Suppose that we look at changing dimensions from a strict data modeling view. If marital status was dependent upon time, then it should be placed into a separate entity: Historical Marital Status. The composite key would be Customer Id and Time Id. The attribute would be marital status. Each attribute that has to be historically tracked would be dealt this way. Remember when we said that one of the disadvantages of normalized form was that we might create many small entities, which the users might logically think of as one larger entity? Here is an example of that! However, there may be a compromise solution. If we kept the current marital status in the Customer entity and placed the previous values into the Historical Marital Status, then we would have the current status (the most popular one) available without performance compromise and the historical values when they were needed. The storage requirements should be relatively modest. The only queries that would be impacted are the ones that should be impacted. Hence, we propose a 4th type: Type IV Place the historical values in a special entity. This would be used for the special analytical requirements. This historical table should contain both the starting and ending dates for the period. Although only of these is necessary (the other can be inferred) having both simplifies some of the queries.
Enduser considerations
Perhaps more difficult than the technical problem is the problem of presenting these to the user in a meaningful way. The example question that we had before: "What did married people buy last year?" is a perfect example. This is a really innocuous question! But imagine translating it into an executable query. We would probably use a subquery that selected the people who were married last year and then select their purchases. Seems straight-forward enough. However, now imagine explaining that to the users or having some query tool translate it. Much more difficult. This type of complexity is not something that we should force on our users. However, we should not use this as an excuse to avoid the problem.
Trend analysis
The normal use of the term trend analysis refers to a time-series analysis of the facts. However, the implication of slowly changing dimensions requires that we also consider the change in the dimensions as well.

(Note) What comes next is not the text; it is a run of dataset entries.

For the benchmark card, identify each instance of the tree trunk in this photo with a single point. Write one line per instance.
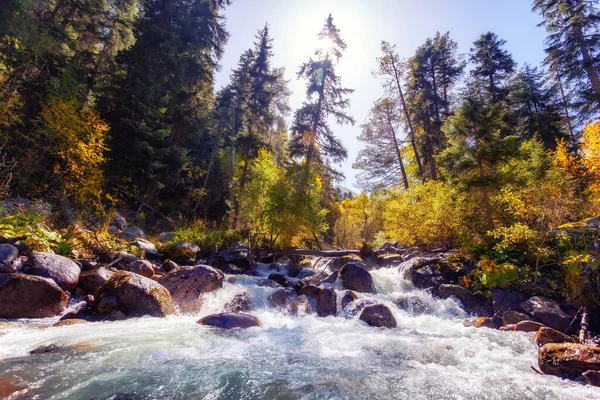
(588, 64)
(397, 148)
(408, 120)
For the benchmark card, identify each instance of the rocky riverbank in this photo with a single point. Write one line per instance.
(39, 285)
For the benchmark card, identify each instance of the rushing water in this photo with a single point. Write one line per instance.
(433, 356)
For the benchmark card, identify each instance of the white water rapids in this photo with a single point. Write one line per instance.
(430, 356)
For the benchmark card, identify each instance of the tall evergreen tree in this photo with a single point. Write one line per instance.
(325, 98)
(392, 69)
(493, 65)
(573, 42)
(536, 107)
(381, 160)
(159, 108)
(434, 70)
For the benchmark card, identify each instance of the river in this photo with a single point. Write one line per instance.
(429, 356)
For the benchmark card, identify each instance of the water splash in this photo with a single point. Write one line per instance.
(431, 355)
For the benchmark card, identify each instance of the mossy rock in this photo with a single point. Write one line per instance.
(138, 296)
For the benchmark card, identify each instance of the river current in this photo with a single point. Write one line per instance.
(429, 356)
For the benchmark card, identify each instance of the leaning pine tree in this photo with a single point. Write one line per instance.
(325, 98)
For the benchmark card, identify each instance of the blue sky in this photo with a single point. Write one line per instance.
(364, 24)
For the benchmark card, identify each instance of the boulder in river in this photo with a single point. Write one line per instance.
(592, 377)
(528, 326)
(280, 297)
(378, 315)
(230, 320)
(132, 233)
(327, 303)
(8, 253)
(183, 253)
(137, 295)
(548, 312)
(355, 277)
(568, 360)
(547, 335)
(339, 262)
(64, 271)
(90, 281)
(165, 237)
(241, 302)
(141, 267)
(188, 284)
(510, 317)
(504, 300)
(28, 296)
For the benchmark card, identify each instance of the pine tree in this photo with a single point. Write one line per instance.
(536, 107)
(574, 45)
(434, 70)
(159, 107)
(381, 160)
(325, 98)
(493, 65)
(393, 70)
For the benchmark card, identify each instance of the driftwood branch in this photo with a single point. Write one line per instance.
(584, 325)
(317, 253)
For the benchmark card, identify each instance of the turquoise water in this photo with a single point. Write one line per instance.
(427, 357)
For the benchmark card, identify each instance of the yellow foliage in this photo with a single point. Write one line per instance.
(358, 222)
(77, 141)
(429, 214)
(590, 148)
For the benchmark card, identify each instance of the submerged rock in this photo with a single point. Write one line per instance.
(568, 360)
(510, 317)
(528, 326)
(548, 312)
(8, 253)
(188, 284)
(327, 303)
(27, 296)
(241, 302)
(356, 278)
(547, 335)
(90, 281)
(183, 253)
(137, 295)
(230, 320)
(484, 322)
(505, 300)
(132, 233)
(64, 271)
(280, 298)
(141, 267)
(378, 315)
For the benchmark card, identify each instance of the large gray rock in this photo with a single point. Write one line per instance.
(378, 315)
(356, 278)
(183, 253)
(504, 300)
(27, 296)
(165, 237)
(327, 303)
(568, 360)
(548, 312)
(119, 221)
(90, 281)
(230, 321)
(8, 253)
(132, 233)
(138, 296)
(188, 284)
(64, 271)
(141, 267)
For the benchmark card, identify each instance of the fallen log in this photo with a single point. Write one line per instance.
(317, 253)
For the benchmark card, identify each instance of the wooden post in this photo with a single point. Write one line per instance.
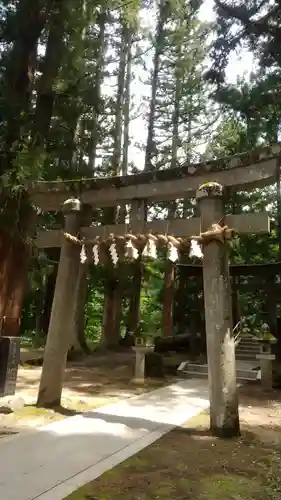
(224, 414)
(62, 314)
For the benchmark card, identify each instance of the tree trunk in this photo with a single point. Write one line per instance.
(28, 24)
(46, 91)
(159, 39)
(44, 319)
(113, 295)
(168, 300)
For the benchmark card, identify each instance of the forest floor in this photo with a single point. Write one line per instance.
(188, 463)
(97, 380)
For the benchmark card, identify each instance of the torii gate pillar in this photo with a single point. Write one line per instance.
(224, 416)
(62, 315)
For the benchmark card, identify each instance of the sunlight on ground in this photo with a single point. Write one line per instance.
(189, 464)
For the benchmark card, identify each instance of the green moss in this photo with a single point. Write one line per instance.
(229, 487)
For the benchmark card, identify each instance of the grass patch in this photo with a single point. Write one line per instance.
(189, 464)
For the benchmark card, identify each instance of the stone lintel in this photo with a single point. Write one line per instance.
(269, 357)
(162, 186)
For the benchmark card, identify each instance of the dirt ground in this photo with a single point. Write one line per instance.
(97, 380)
(189, 464)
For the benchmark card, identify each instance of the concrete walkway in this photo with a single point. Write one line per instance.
(56, 459)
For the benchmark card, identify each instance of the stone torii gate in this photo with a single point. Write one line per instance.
(201, 181)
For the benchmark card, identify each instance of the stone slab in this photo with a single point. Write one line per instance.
(54, 460)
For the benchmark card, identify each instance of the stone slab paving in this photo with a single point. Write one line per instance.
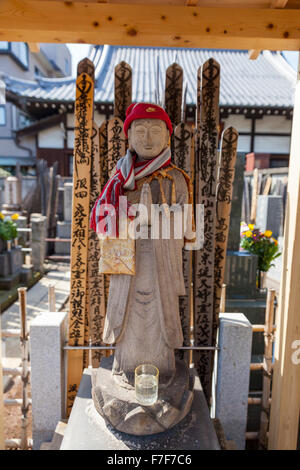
(37, 302)
(87, 430)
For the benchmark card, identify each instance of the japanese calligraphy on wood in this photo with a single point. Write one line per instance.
(84, 106)
(223, 207)
(95, 292)
(123, 89)
(182, 159)
(116, 143)
(206, 173)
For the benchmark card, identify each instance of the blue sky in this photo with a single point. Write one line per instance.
(79, 51)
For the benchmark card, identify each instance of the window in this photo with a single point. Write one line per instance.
(24, 120)
(2, 116)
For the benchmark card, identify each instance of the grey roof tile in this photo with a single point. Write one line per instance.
(268, 81)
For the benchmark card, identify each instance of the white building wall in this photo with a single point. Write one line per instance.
(52, 137)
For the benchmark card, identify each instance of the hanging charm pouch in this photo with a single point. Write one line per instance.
(117, 255)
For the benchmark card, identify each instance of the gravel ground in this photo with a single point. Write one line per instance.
(13, 414)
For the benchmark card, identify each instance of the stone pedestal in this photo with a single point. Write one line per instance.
(47, 338)
(10, 268)
(242, 294)
(87, 430)
(119, 407)
(233, 371)
(12, 193)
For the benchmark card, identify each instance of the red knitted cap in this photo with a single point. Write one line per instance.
(146, 111)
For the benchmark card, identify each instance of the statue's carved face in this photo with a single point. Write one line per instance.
(148, 137)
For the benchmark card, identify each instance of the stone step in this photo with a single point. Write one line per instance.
(57, 437)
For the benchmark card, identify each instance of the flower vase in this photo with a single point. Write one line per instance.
(261, 279)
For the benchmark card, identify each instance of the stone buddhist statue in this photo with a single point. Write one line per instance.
(146, 277)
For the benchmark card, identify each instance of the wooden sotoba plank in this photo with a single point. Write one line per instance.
(206, 175)
(123, 89)
(149, 25)
(223, 207)
(84, 108)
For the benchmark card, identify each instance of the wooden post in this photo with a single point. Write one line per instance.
(206, 176)
(285, 409)
(1, 398)
(267, 373)
(84, 107)
(25, 371)
(116, 143)
(223, 299)
(254, 196)
(51, 298)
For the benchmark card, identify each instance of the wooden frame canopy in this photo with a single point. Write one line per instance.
(249, 24)
(152, 23)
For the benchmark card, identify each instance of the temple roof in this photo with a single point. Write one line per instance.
(268, 81)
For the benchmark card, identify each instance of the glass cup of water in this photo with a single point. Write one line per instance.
(146, 384)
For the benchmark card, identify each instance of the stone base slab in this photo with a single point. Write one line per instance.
(87, 430)
(119, 407)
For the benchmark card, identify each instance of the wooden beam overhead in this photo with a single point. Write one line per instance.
(254, 53)
(149, 25)
(34, 47)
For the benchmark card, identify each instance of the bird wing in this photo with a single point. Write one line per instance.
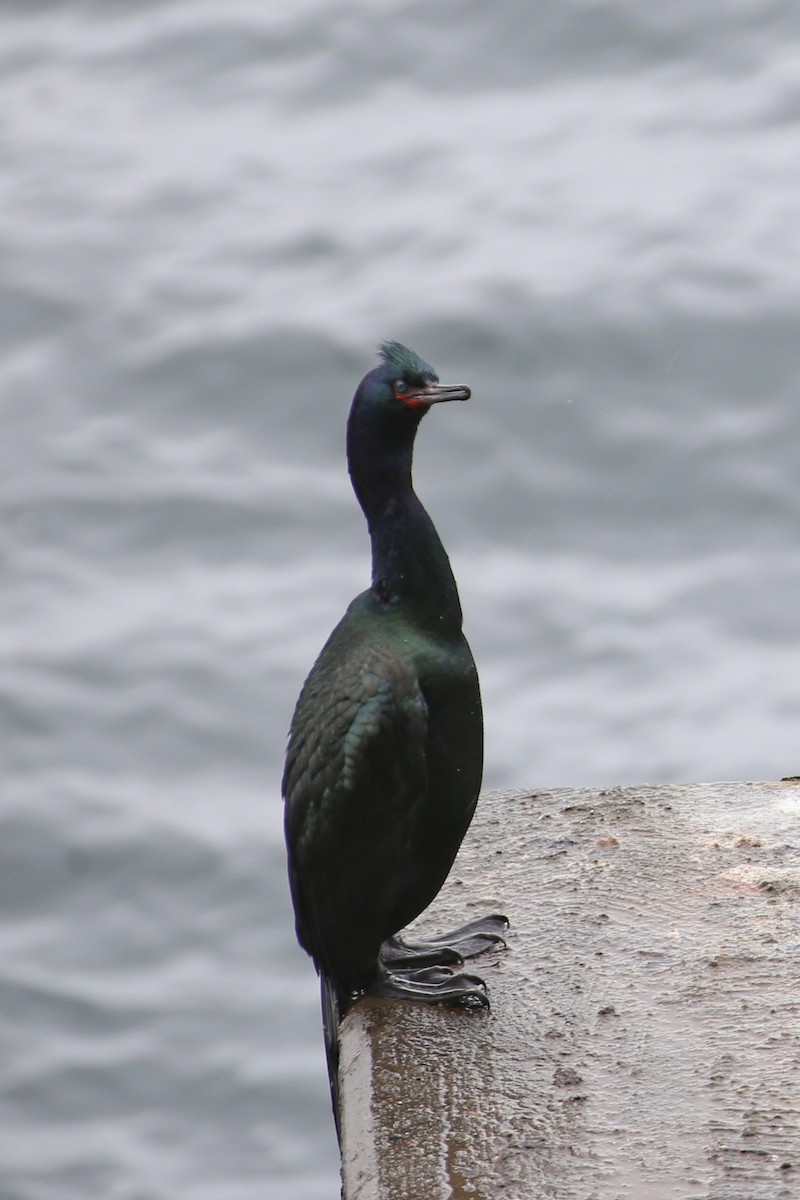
(354, 783)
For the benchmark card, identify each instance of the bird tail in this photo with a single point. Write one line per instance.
(331, 1018)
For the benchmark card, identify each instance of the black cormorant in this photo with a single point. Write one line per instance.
(386, 744)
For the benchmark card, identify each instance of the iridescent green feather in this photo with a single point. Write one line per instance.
(408, 364)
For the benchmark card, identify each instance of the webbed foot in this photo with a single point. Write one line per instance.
(445, 949)
(429, 985)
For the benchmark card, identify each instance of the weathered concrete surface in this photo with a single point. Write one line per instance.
(644, 1033)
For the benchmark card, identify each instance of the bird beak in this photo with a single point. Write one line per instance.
(438, 393)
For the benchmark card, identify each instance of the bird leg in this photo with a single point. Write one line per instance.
(445, 949)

That is, trend analysis must also refer to trends in the dimensions and how this impacts the selection of the facts. Let us return to the marital status example. Suppose we are studying the long-term buying habits of married versus single people and we do not have the historical changes. As the length of the time period increases, so will the inaccuracy of the answer. Although this is the simplest model to implement, it fails to provide the level of accuracy that we may require. Suppose however, that we do have the marital status changes. What does this mean? The normal SQL join is based upon selecting dimension values that are independent of each other. Suppose we are selecting market, customer, time and product. The join process will select the rows based on market, then keep the rows based on customer, then time, then product. Our example radically changes this, since we now want to select a time period that changes from customer to customer. Indeed, a given customer may have two non-contiguous time periods where they were married. Rather than performing a series of single-column joins between a dimension table and the appropriate key column in the fact table, at least one join will be a multi-column join based upon a join of multiple dimensions. In the marital status example, we would create a query that would select the appropriate customers and their time periods. These time periods would be based upon the historical marital status. This is then joined to the fact table (along with market and product, as required) to select the fact rows. In the figure below, the 1st query produces the temporary table "Selected Customers". The 2nd query produces the final results.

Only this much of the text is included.